Celebrating Banned Books Week
Banned Books Week
By J. Douglas Archer
Chair, American Library Association Intellectual Freedom Committee
Celebrate book banning? No way! Why would you do that? The answer, of course, is that Banned Books Week celebrates the continued availability of books that some folks tried to ban, not their attempts to ban them. Banned Books Week celebrates books and the people and institutions that defend your right to read them. For over twenty-seven years Banned Books Week has celebrated the freedom of Americans to write, publish, sell, buy, borrow, and read. It does this by publicizing attempts to have books removed from America’s libraries — whether those attempts where successful or not.
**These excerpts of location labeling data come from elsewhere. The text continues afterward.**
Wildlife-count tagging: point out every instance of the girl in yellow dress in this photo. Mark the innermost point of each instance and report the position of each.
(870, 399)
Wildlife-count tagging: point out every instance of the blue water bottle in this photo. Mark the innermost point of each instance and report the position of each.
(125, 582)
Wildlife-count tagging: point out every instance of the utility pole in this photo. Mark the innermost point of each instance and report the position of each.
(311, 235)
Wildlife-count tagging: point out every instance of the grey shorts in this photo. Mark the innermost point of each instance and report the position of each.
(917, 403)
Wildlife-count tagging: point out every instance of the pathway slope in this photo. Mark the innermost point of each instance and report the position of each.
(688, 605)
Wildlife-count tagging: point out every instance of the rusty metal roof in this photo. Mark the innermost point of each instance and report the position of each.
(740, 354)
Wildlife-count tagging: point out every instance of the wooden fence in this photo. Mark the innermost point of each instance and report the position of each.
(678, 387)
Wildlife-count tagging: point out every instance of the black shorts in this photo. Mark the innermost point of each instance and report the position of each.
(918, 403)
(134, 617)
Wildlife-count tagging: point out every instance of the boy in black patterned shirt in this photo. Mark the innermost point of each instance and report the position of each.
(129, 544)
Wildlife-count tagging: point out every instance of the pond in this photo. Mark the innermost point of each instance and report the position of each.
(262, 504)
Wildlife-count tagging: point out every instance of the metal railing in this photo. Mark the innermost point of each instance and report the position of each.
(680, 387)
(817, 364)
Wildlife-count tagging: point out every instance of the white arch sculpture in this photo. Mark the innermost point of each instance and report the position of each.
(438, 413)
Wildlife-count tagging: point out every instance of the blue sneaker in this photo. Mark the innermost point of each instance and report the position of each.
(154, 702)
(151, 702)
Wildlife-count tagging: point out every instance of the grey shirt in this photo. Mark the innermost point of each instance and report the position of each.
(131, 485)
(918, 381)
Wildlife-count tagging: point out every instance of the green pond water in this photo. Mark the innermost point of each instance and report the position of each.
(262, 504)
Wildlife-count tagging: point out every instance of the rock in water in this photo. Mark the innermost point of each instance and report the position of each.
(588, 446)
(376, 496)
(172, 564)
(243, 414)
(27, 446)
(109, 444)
Banned Books Week is an annual event sponsored by a coalition of organizations representing America’s writers, publishers, booksellers and libraries – those segments of our society most directly committed to supporting the unimpeded creation and distribution of information. This year’s participants are the American Booksellers Association, American Booksellers Foundation for Free Expression, American Library Association, American Society of Journalists and Authors, Association of American Publishers, and National Association of College Stores. In addition, Banned Books Week is endorsed by the Center for the Book in the Library of Congress.
This year’s data collected by the American Library Association’s Office for Intellectual Freedom documented 420 formal attempts to have books removed from America’s school, public and academic libraries. Since only a portion of challenges are report (some estimate only 20 to 25 percent), it’s fairly obvious that the impulse to censor is alive and well in America.